В 1888 году Иван Ильич Сергиев, уже знаменитый отец Иоанн Кронштадтский, получил замечательную возможность создать привлекательный образ своего детства, как это сделал Толстой: журнал «Север» попросил дать автобиографию и, конечно, не стеснял в объеме. Отец Иоанн не обладал литературным талантом, впрочем, иногда неожиданно и потому особенно заметно вспыхивавшим в его дневнике. Но что мешало ему нанять для этого дела какого-нибудь молодого, нуждающегося автора?

«Автобиография» (единственная!) отца Иоанна занимает страничку журнального формата и начинается так: «Я сын причетника села Сурского, Пинежского уезда, Архангельской губернии. С самого раннего детства, как только я помню себя, лет четырех или пяти, а может быть, и менее, родители приучили меня к молитве и своим религиозным настроением сделали из меня религиозно настроенного мальчика. Дома, на шестом году, отец купил для меня букварь, и мать стала преподавать мне азбуку; но грамота давалась мне туго, что было причиною немалой моей скорби».

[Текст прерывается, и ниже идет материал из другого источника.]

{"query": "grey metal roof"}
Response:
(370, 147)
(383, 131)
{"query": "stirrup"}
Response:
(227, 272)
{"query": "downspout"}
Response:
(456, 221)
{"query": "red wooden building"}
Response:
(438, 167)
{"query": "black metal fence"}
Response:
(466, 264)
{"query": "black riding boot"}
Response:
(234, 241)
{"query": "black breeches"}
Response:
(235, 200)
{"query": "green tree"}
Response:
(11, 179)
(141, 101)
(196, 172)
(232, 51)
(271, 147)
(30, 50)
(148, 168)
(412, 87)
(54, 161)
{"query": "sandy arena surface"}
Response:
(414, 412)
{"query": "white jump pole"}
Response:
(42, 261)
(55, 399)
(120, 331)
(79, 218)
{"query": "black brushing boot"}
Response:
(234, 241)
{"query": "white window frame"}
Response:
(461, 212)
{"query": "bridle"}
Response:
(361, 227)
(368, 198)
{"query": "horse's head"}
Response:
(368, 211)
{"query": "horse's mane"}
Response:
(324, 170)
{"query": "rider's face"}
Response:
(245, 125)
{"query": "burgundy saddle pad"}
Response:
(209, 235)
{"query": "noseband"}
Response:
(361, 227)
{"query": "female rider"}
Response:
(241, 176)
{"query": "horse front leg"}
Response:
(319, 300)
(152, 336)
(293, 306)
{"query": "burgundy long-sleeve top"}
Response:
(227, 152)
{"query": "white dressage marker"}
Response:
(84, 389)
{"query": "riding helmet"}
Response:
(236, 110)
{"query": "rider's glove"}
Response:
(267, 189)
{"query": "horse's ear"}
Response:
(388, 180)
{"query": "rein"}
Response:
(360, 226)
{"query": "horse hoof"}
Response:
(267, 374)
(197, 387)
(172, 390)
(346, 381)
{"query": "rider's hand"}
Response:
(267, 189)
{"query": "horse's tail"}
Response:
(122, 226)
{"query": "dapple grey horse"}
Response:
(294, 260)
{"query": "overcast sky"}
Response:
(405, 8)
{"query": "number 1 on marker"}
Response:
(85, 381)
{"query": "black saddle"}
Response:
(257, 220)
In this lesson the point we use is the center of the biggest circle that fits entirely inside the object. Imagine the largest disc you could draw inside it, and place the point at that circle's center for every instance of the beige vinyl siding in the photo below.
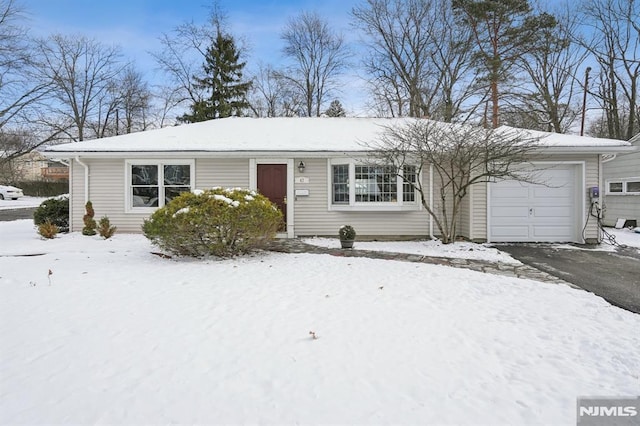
(478, 212)
(621, 206)
(76, 195)
(227, 173)
(107, 189)
(313, 217)
(592, 178)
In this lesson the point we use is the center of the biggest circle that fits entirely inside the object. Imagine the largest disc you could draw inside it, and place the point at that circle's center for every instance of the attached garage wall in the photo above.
(546, 215)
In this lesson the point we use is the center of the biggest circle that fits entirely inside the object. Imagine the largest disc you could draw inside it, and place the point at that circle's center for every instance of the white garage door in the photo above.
(526, 212)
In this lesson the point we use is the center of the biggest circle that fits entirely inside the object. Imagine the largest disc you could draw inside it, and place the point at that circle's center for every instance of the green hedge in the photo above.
(43, 188)
(216, 222)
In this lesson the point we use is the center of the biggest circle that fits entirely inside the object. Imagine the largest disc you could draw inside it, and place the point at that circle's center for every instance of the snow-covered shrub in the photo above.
(48, 230)
(215, 222)
(55, 211)
(90, 224)
(105, 229)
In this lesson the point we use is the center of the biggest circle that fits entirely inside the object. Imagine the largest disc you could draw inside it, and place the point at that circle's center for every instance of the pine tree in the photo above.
(223, 81)
(335, 109)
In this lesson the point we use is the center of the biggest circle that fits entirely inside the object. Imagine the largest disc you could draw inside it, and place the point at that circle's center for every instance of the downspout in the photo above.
(431, 200)
(86, 187)
(86, 178)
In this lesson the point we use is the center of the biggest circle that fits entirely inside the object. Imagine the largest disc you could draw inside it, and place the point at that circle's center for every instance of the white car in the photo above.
(10, 192)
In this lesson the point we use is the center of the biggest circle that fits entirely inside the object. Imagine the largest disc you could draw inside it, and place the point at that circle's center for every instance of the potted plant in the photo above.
(347, 236)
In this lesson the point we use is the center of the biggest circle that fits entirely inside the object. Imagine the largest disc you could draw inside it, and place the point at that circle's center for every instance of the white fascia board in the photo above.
(584, 149)
(203, 154)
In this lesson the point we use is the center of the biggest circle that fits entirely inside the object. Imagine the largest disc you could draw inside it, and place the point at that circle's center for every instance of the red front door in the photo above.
(272, 183)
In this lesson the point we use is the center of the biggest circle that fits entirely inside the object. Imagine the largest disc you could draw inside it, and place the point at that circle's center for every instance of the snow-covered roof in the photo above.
(278, 135)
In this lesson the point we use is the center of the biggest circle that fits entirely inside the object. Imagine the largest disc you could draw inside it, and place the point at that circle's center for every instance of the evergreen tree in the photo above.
(223, 81)
(335, 109)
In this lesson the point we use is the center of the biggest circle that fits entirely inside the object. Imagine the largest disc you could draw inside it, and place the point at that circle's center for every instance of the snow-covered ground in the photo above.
(435, 248)
(625, 236)
(21, 203)
(95, 331)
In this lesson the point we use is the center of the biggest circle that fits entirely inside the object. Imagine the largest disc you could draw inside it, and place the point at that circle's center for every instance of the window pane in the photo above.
(376, 184)
(177, 175)
(145, 197)
(341, 184)
(172, 192)
(408, 191)
(615, 186)
(633, 186)
(144, 175)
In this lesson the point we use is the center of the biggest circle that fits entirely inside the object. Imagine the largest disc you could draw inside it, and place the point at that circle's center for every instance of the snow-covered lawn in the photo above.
(625, 236)
(460, 249)
(21, 203)
(118, 335)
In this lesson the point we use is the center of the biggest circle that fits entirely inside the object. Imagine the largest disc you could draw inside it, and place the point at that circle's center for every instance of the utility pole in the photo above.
(584, 98)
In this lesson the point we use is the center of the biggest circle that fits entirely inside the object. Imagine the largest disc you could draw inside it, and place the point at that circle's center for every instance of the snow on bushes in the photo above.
(215, 222)
(54, 211)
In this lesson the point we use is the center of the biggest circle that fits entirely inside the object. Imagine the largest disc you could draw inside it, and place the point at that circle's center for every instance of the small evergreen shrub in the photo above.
(216, 222)
(105, 229)
(346, 233)
(90, 224)
(55, 211)
(48, 230)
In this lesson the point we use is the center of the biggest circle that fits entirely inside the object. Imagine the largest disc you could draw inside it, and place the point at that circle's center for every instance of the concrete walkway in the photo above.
(294, 245)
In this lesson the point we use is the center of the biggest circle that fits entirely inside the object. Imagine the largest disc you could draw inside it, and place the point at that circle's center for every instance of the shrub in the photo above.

И опять, на светский вкус, при чтении этого текста от тоски повеситься можно! А ведь имя Кронштадтского гремело по стране. В его портовый город стекались паломники. Ему завидовали не только рядовые священники, но и митрополиты. К нему пристально и недоверчиво присматривался один из главных церковных авторитетов того времени Феофан Затворник, а обер-прокурор Константин Победоносцев учинил расследование по делу странного кронштадтского батюшки и вызывал его на собеседование.

«Долго не давалась мне эта мудрость, – сообщает отец Иоанн о годах своего учения, – но будучи приучен отцом и матерью к молитве, скорбя о неуспехах своего учения, я горячо молился Богу, чтобы Он дал мне разум, – и я помню, как вдруг спала точно пелена с моего ума, и я стал хорошо понимать учение».

Вокруг него кипели нешуточные страсти, а в «Автобиографии» более чем скромно говорится, как его отец, сурский псаломщик, «получал, конечно, самое маленькое жалование, так что жить нам, должно быть, приходилось страшно трудно. Я уже понимал тягостное положение своих родителей, и поэтому моя непонятливость к учению была действительным несчастием. О значении учения для моего будущего я думал мало и печаловался особенно о том, что отец напрасно тратит на мое содержание свои последние средства».

Тогда на Ваню «напала тоска». «Среди сверстников по классу я не находил, да и не искал себе поддержки или помощи; они все были способнее меня, и я был последним учеником». «Вот тут-то и обратился я за помощью к Вседержителю, – пишет он, – и во мне произошла перемена». Через короткое время Иван стал одним из первых учеников, был переведен в семинарию, затем послан в Петербургскую академию на казенный счет.